Ordering Transitions in Short-Chain Alcohols
2020
Alcohols present fascinating properties, both static and dynamic, to a large extent due to the presence of a hydrogen-bonded network. In the liquid state, hydrogen bonds (HB) are continuously forming and breaking on a timescale of 10–11 s at room temperature. Thus, these substances exhibit a rich dynamic behaviour at different time and length scales. Alcohols are considered complex systems in which structural and dynamic fluctuations in the HB network play a key role in the relaxation dynamics, as well as on the structural development. Revealing the interplay between the structural ordering and the relaxation dynamics during crystallization in short-chain alcohols is of paramount importance. One of the most powerful experimental methods to tackle this problem is dielectric spectroscopy (DS), not only because it offers information about characteristic time scales, but also because it allows obtaining information about the static properties of the system, at least in an indirect manner.

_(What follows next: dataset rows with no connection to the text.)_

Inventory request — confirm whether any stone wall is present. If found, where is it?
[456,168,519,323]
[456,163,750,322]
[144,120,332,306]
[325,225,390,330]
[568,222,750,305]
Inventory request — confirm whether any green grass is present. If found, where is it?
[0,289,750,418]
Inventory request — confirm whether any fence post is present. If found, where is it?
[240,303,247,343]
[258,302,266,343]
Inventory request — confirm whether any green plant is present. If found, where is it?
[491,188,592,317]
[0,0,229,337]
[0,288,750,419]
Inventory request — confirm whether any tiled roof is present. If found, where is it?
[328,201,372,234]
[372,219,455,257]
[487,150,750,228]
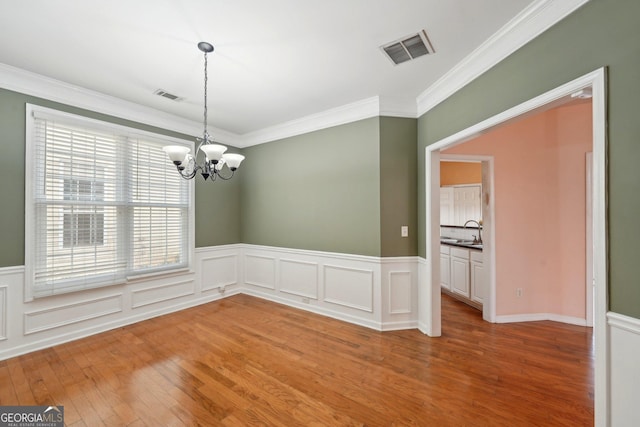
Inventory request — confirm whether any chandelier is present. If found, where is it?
[162,42,244,181]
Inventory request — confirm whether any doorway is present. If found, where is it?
[419,68,608,425]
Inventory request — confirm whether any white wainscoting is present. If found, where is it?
[0,245,243,360]
[0,244,418,360]
[607,312,640,427]
[243,245,418,330]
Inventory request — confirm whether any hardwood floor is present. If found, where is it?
[0,295,594,427]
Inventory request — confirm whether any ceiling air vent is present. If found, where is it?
[380,30,436,65]
[153,89,182,101]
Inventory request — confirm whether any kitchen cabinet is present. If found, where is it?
[450,247,470,298]
[440,187,461,225]
[469,251,487,304]
[440,245,451,291]
[440,244,487,310]
[440,184,482,226]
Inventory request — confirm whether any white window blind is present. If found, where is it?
[26,106,191,297]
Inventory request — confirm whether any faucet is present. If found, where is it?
[462,219,482,245]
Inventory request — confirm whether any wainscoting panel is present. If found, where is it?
[200,254,238,291]
[279,259,318,300]
[244,254,276,289]
[324,265,373,313]
[131,280,194,309]
[389,271,412,314]
[24,293,123,335]
[0,244,418,360]
[381,257,418,331]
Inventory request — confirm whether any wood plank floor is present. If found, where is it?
[0,295,593,427]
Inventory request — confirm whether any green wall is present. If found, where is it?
[241,117,418,257]
[380,117,418,257]
[417,0,640,318]
[241,118,381,256]
[0,89,242,267]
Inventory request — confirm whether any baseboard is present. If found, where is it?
[242,289,383,331]
[496,313,587,326]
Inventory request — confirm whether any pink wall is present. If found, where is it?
[443,101,592,319]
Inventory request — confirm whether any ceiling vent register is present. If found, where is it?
[380,30,436,65]
[153,89,182,101]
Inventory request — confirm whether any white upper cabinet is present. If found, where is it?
[440,184,482,225]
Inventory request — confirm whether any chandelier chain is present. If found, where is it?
[203,52,209,143]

In this chapter, we go through some of the most representative examples that illustrate the crystallization in short-chain alcohols by using dielectric spectroscopy, making special emphasis on those works in which dielectrics has been combined simultaneously with neutron diffraction (ND). This singular approach allows the crystal development to be tracked by means of ND, and the dynamic changes occurring in the disordered phase by DS, providing in this manner a complete picture of the structural ordering process.